Moving inland, it’s typical to see advanced windsurfers blasting, jumping and looping on a windy day at Queen Mary Sailing Club, near Heathrow. At 700 acres with mile-long reaches, the club is finding innovative ways to get more people of all generations windsurfing to higher standards.
Paul Adams, Chief Windsurf Instructor, explains: “To bridge the Start/Intermediate gap we have group coaching to prepare students for the Intermediate course, and offer intermediate and advanced clinics all year specialising in elements such as waterstarst, gybe variations, jumping and more.
“On our Select membership package people paying monthly can attend these advanced courses, hire kit and use the water for free all year round.
“Alongside we offer professional clinic days for non-members too, last year we had Simon Bornhoft, and hold regular ‘chats’, social events and trips. If you’ve never had training, all ages and experience can benefit from someone knowing how to decipher your windsurfing, breaking it down into bitesize chunks. Using vision as the base of a new manoeuvre, for example, could be the thing to help you nail that new trick!”
In Scotland, Galloway Activity Centre has a collaborative approach to advanced tuition. Many kids are introduced to the sport for the first time as part of residential courses at the centre, while non-planing intermediate training is their bread and butter, with popular clinics on getting into footstraps and harness work.
But as an inshore loch, with fickle winds, planing can’t be guaranteed so Galloway recommend people wanting advanced training getting to the Isle of Tiree, the most westerly island in the Inner Hebrides, famed for its outstanding windsurfing.
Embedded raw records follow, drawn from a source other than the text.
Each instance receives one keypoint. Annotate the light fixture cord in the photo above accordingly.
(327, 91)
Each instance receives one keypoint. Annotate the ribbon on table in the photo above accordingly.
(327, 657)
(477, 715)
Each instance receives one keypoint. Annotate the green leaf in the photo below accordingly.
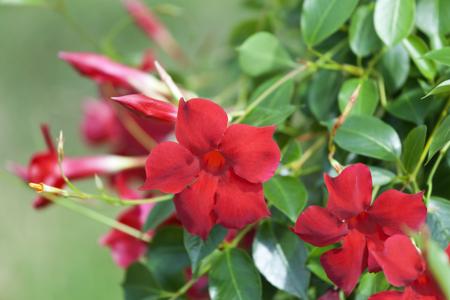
(370, 137)
(370, 284)
(362, 35)
(167, 257)
(198, 249)
(367, 100)
(233, 276)
(417, 48)
(394, 20)
(441, 137)
(440, 55)
(288, 194)
(441, 88)
(280, 256)
(410, 107)
(275, 108)
(438, 220)
(439, 266)
(322, 93)
(139, 284)
(159, 213)
(413, 146)
(262, 53)
(394, 65)
(322, 18)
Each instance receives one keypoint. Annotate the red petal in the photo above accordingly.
(400, 260)
(149, 107)
(344, 265)
(170, 168)
(194, 205)
(389, 295)
(200, 125)
(350, 192)
(394, 211)
(239, 202)
(252, 152)
(319, 227)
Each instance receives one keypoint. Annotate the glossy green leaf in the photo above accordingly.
(234, 276)
(362, 36)
(441, 88)
(417, 48)
(367, 100)
(413, 146)
(139, 284)
(322, 93)
(322, 18)
(370, 137)
(288, 194)
(159, 213)
(439, 266)
(262, 53)
(198, 249)
(438, 220)
(394, 20)
(394, 65)
(410, 107)
(440, 55)
(441, 137)
(167, 249)
(280, 256)
(370, 284)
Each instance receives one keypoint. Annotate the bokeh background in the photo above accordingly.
(54, 254)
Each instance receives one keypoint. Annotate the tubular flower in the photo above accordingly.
(351, 219)
(404, 266)
(44, 168)
(215, 170)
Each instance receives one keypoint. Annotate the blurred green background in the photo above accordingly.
(54, 254)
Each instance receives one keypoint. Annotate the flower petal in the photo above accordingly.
(400, 260)
(394, 211)
(319, 227)
(388, 295)
(148, 107)
(344, 265)
(350, 192)
(170, 168)
(195, 204)
(200, 125)
(253, 153)
(239, 202)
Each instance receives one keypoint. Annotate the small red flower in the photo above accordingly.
(216, 170)
(351, 218)
(404, 266)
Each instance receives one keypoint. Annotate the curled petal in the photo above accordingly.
(239, 202)
(350, 192)
(200, 125)
(149, 107)
(170, 168)
(194, 205)
(345, 265)
(251, 150)
(400, 260)
(395, 211)
(319, 227)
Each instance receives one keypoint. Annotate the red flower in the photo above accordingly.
(403, 265)
(43, 167)
(216, 170)
(350, 218)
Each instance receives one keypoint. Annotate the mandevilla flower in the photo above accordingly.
(215, 170)
(405, 267)
(351, 219)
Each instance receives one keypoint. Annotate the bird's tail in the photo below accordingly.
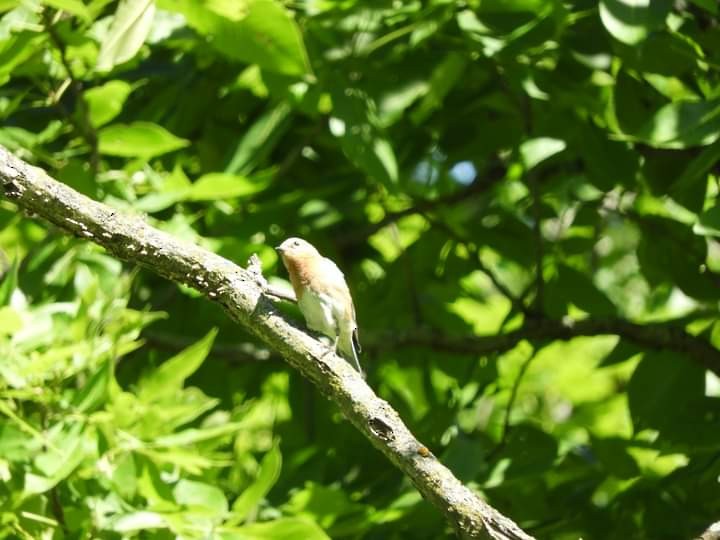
(349, 348)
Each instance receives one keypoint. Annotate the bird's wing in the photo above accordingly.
(334, 282)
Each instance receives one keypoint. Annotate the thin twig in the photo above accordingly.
(421, 206)
(539, 244)
(669, 336)
(242, 297)
(516, 301)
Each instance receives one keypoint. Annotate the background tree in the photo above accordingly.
(522, 195)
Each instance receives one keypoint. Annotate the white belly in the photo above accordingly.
(318, 313)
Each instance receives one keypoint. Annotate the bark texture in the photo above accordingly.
(245, 298)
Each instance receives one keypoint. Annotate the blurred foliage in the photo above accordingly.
(472, 166)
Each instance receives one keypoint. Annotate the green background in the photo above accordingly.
(531, 168)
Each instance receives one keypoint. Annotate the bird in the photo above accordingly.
(323, 296)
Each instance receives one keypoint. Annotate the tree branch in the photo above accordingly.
(662, 336)
(241, 294)
(422, 206)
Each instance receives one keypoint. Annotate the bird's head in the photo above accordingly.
(296, 248)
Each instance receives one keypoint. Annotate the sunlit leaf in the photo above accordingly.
(630, 21)
(139, 139)
(106, 101)
(130, 28)
(74, 7)
(266, 478)
(257, 31)
(170, 376)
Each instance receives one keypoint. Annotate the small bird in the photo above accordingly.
(323, 296)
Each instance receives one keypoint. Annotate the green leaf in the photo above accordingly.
(220, 186)
(258, 141)
(255, 492)
(708, 222)
(53, 466)
(666, 393)
(198, 494)
(193, 435)
(535, 151)
(139, 139)
(8, 283)
(631, 21)
(10, 320)
(106, 101)
(170, 376)
(138, 521)
(503, 6)
(529, 450)
(74, 7)
(444, 77)
(279, 529)
(354, 124)
(683, 124)
(696, 170)
(614, 456)
(130, 27)
(95, 391)
(256, 31)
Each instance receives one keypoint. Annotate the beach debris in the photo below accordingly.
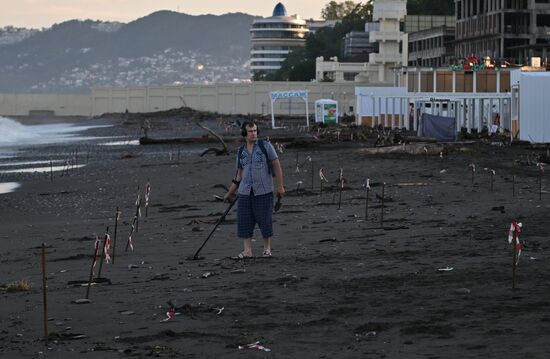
(367, 189)
(278, 204)
(117, 219)
(219, 311)
(255, 345)
(341, 180)
(147, 195)
(169, 315)
(472, 167)
(322, 178)
(462, 291)
(106, 248)
(94, 261)
(135, 222)
(82, 301)
(540, 166)
(219, 152)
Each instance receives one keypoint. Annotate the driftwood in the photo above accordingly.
(218, 152)
(411, 149)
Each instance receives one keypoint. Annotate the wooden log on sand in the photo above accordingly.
(411, 149)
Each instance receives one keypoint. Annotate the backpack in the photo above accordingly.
(261, 144)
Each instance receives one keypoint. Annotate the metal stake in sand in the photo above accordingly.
(103, 252)
(117, 218)
(540, 165)
(513, 237)
(94, 259)
(382, 208)
(322, 179)
(367, 188)
(311, 174)
(147, 193)
(340, 187)
(45, 292)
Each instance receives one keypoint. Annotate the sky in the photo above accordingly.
(45, 13)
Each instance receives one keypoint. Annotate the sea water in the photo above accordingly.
(16, 137)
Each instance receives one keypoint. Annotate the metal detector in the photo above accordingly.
(222, 218)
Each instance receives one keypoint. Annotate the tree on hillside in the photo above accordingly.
(430, 7)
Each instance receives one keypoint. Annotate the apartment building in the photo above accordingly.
(511, 30)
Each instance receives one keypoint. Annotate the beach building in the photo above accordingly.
(273, 38)
(513, 30)
(392, 49)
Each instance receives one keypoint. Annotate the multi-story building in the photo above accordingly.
(392, 50)
(431, 47)
(514, 30)
(273, 38)
(357, 44)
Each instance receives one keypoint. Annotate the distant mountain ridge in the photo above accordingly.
(164, 47)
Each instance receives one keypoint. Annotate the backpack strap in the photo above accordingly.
(261, 143)
(239, 154)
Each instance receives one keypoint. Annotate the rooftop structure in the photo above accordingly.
(515, 30)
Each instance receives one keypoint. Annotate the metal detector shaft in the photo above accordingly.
(222, 218)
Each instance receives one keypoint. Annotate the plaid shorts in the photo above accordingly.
(255, 209)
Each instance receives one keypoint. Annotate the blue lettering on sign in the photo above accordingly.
(288, 94)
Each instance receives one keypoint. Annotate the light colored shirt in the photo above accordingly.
(255, 174)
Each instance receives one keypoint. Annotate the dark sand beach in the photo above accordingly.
(434, 280)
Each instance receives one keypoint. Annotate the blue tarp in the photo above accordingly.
(439, 127)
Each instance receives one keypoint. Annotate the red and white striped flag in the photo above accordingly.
(513, 232)
(107, 248)
(138, 204)
(255, 345)
(147, 193)
(97, 254)
(322, 175)
(130, 236)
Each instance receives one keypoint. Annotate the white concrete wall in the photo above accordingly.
(222, 98)
(60, 105)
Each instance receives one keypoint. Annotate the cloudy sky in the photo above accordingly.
(44, 13)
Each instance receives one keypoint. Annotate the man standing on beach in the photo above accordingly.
(257, 162)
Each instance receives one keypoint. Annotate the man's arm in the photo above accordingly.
(279, 175)
(234, 186)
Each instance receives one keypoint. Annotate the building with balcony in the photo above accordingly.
(392, 49)
(432, 47)
(273, 38)
(513, 30)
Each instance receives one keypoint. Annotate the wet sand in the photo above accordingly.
(339, 285)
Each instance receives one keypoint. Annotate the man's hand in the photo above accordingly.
(280, 191)
(228, 197)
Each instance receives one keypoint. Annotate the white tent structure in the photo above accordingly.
(534, 124)
(326, 111)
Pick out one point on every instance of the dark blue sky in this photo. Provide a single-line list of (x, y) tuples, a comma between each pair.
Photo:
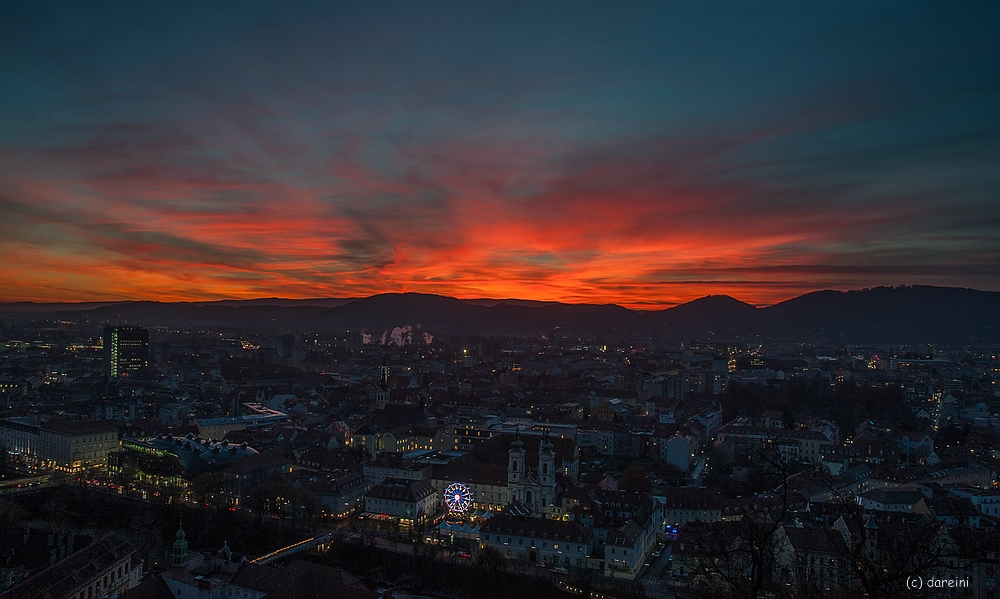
[(642, 155)]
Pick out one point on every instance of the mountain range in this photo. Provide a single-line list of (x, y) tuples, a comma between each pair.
[(910, 314)]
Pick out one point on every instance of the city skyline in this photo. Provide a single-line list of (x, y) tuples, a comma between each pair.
[(645, 156)]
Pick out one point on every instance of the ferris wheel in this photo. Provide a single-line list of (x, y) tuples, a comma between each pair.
[(457, 497)]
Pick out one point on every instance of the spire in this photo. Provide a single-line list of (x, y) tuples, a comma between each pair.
[(178, 552), (546, 444)]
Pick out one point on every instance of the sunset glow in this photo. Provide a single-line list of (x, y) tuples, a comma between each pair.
[(643, 159)]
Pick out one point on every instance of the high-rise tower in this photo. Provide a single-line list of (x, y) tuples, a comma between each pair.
[(126, 349)]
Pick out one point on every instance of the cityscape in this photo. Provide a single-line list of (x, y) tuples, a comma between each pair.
[(459, 301)]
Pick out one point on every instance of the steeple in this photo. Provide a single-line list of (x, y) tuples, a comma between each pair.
[(515, 460), (546, 462), (178, 553)]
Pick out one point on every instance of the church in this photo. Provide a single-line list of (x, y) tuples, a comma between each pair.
[(536, 490)]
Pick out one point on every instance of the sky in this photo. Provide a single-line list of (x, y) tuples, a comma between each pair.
[(643, 154)]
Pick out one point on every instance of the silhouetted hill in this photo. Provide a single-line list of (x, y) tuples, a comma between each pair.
[(887, 314), (878, 315), (720, 315)]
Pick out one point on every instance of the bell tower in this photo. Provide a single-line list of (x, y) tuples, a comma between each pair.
[(178, 552)]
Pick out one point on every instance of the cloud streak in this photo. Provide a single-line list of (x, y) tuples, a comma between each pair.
[(357, 153)]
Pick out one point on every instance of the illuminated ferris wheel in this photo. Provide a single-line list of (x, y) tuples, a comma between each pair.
[(457, 497)]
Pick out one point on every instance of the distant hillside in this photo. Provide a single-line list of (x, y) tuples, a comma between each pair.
[(881, 315)]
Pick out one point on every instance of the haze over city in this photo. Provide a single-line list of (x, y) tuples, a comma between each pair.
[(643, 155)]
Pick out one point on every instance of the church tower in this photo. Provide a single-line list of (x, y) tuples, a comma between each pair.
[(515, 468), (178, 553), (546, 472)]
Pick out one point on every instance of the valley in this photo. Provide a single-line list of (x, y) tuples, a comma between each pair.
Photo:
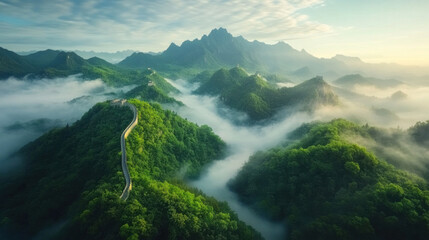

Richard Hermon, Training Principal at Galloway, said: “We’ve got the facilities and the equipment and if we get the conditions we’ll do planing, but it can be hit and miss so we don’t promote it. In Tiree you would be very unlucky not to get planing conditions; it’s a fantastic venue for advanced courses.
He adds: “Kids are more tuned into course progression now than adults, they like to walk away with a certificate. Adults like the clinic format but what they are learning is still all part of the RYA intermediate training syllabus.”
Tailoring for your audience is something active holiday specialists Neilson have perfected. Recent figures suggest 30% of their Beach Club customers do some windsurfing on holiday, and their return rates year-on-year are very high as people who may struggle to get out windsurfing at home get their annual ‘fix’ on holiday.
This is why Simon Davies, Overseas Operations Manager at Neilson and an RYA windsurfing instructor, believes they have a responsibility to make sure guests get top quality tuition on holiday whatever their level.
“The RYA syllabus gives recognised Training Centres a framework to deliver training but it doesn’t tell us how we must do it so our guests have the freedom to come and go as they please and do sessions whenever they want but all the sessions they do, however advanced and whenever they do them, are to RYA standards.
“It’s important to us that people receive proper training and can get a logbook and certificates if they want them, as we want them to continue in sport, not just on our holidays but when they get home too. With RYA training they can go to any other RYA training centre and pick up where they’ve left off.
“Ultimately we all want people to continue in the sport, and learning the right things at all levels promotes that.”